Deutsche Bank analysts reduced their Q3 2023 estimates to 440,000 units, 6% down from its previous estimate of 455,000 units. FactSet reports that analyst consensus for Tesla’s Q3 2023 delivery is 462,000 units.
Deutsche Bank isn’t the only one lowering its delivery expectations for Tesla. Baird analyst Ben Kallo predicted Tesla would miss its third-quarter delivery estimates. Kallo also cited Tesla’s temporary factory shutdowns in the third quarter for its delivery expectations.
The investment bank cut its Tesla Q3 revenue estimates by about $800 million to $23.3 billion. Despite its Q3 2023 forecasts, Deutsche Bank is more hopeful for the fourth quarter.
“For the year, we expect Tesla to reiterate its 1.8m deliveries target, suggesting sequentially improving production run-rate as well as deliveries, likely with better cost efficiencies attached and higher margins in Q4 vs.

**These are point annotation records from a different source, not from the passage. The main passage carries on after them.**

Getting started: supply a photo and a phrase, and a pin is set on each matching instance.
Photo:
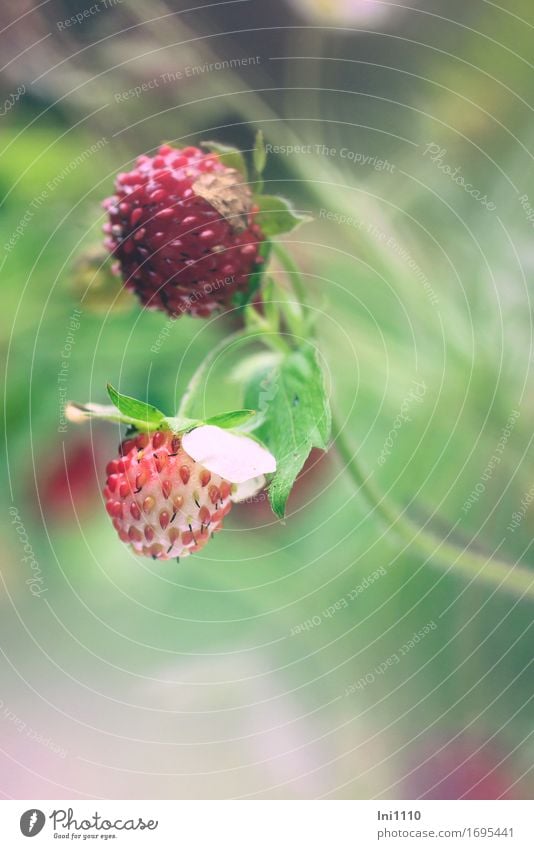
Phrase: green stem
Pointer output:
(514, 578)
(293, 271)
(189, 398)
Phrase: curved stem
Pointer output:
(514, 578)
(293, 271)
(190, 395)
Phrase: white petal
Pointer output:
(248, 489)
(234, 457)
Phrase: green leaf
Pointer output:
(259, 154)
(295, 417)
(230, 156)
(276, 215)
(180, 424)
(141, 415)
(231, 419)
(77, 413)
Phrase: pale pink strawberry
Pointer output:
(162, 502)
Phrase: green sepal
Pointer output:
(294, 416)
(276, 215)
(229, 156)
(141, 415)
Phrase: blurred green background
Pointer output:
(272, 664)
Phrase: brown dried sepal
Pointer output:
(228, 194)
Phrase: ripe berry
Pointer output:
(162, 502)
(181, 226)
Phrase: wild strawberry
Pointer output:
(181, 226)
(162, 502)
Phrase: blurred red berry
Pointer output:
(181, 226)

Q3. Together with first Cybertrucks still scheduled to be delivered in Q4, we believe Tesla’s message could be optimistic about next quarter,” said analysts.
Deutsche Bank predicts more troubled waters ahead for Tesla.
“Looking at 2024, however, we see considerable downside risk to earnings expectations due to [a] much lower volume outlook than the market believes,” analysts stated on a client note. “On the bright side, with the company not trying to push as much volume, there could potentially be less pricing pressure next year,” analysts said.
The investment bank forecasts that Tesla’s total deliveries next year will be around 2.1 million units, below the market consensus of 2.3 million deliveries.